Irak ve Suriye, Türkiye'nin güneyi. Kara sınırlarımızın en uzun olduğu bölge. Türkiye, Irak ve Suriye'nin istikrarsızlaşmasıyla sonuçlanan süreci kendi çıkarları açısından yönetemedi. Gelişmelerin büyük bölümü AKP iktidarı döneminde yaşandı, yaşanıyor. Öngörüsüzlük yüzünden Irak ve Suriye günümüzde en çok Türkiye için tehdit oluşturuyor. Güncel soru ise şu: Ankara ne tür aldatıcı özendirmelere zorlanacak
Suriye'deki hatanın maliyeti yüksek oldu, her geçen gün yükseliyor. Silahlı kuvvetlerin önemli bölümü Suriye'de, Türkiye'yi sınır ötesinde korumaya çalışıyor.
Irak'taki hatanın maliyeti de yükseliyor. Türkiye, terörü toprakları dışına taşımak için sınır ötesinde zorlu bir mücadele yürütüyor. En son MSB Güler, Irak'ın kuzeyinde "Kilidin kapandığını" açıkladı.
Siyasetçilerin "süslü" sözlere ihtiyaçları olabilir. Ancak burası Ortadoğu. Beklentilerin pek gerçekleşmediği ortada. Yaptıklarınızın yanı sıra, yapmadıklarınızı, başkalarının yaptıklarını ve sizin yaptıklarınızı etkisizleştirmeye çalışanların planlarını da düşünmek zorundasınız. TUSAŞ'a yapılan saldırıdan bu anlamda ders çıkarılmalı.

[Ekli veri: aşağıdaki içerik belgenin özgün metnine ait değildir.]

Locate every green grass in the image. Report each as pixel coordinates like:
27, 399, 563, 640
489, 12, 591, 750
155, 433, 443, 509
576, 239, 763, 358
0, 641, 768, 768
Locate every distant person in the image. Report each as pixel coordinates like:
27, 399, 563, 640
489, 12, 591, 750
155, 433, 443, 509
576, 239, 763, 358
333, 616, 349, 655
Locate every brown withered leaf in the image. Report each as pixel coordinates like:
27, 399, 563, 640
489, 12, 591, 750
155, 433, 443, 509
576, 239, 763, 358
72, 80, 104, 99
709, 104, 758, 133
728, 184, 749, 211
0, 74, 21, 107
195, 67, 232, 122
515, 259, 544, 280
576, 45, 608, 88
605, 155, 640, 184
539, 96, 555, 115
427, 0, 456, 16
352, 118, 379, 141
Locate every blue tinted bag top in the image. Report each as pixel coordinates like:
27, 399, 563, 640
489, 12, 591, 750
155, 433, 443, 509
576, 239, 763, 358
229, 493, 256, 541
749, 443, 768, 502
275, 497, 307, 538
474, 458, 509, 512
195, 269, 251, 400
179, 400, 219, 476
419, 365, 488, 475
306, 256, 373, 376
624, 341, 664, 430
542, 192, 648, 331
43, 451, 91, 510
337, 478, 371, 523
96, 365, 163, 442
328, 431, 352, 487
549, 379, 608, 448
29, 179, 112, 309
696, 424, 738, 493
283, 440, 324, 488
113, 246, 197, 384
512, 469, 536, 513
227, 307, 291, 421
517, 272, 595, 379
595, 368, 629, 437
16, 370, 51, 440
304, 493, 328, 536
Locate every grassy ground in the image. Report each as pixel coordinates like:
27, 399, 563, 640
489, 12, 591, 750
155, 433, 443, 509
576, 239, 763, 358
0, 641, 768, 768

Ortdoğu'da yeni bir kavganın başlayacağına ilişkin emareler gelmeye başladı. Türkiye'ye ne vaat edilecek, verilecek sözlere uyulacak mı Türkiye oyalanmaya, gizli niyetlere karşı uyanık olmak durumunda. Türkiye'nin yeni hata ve öngörüsüzlüklere tahammülü yok.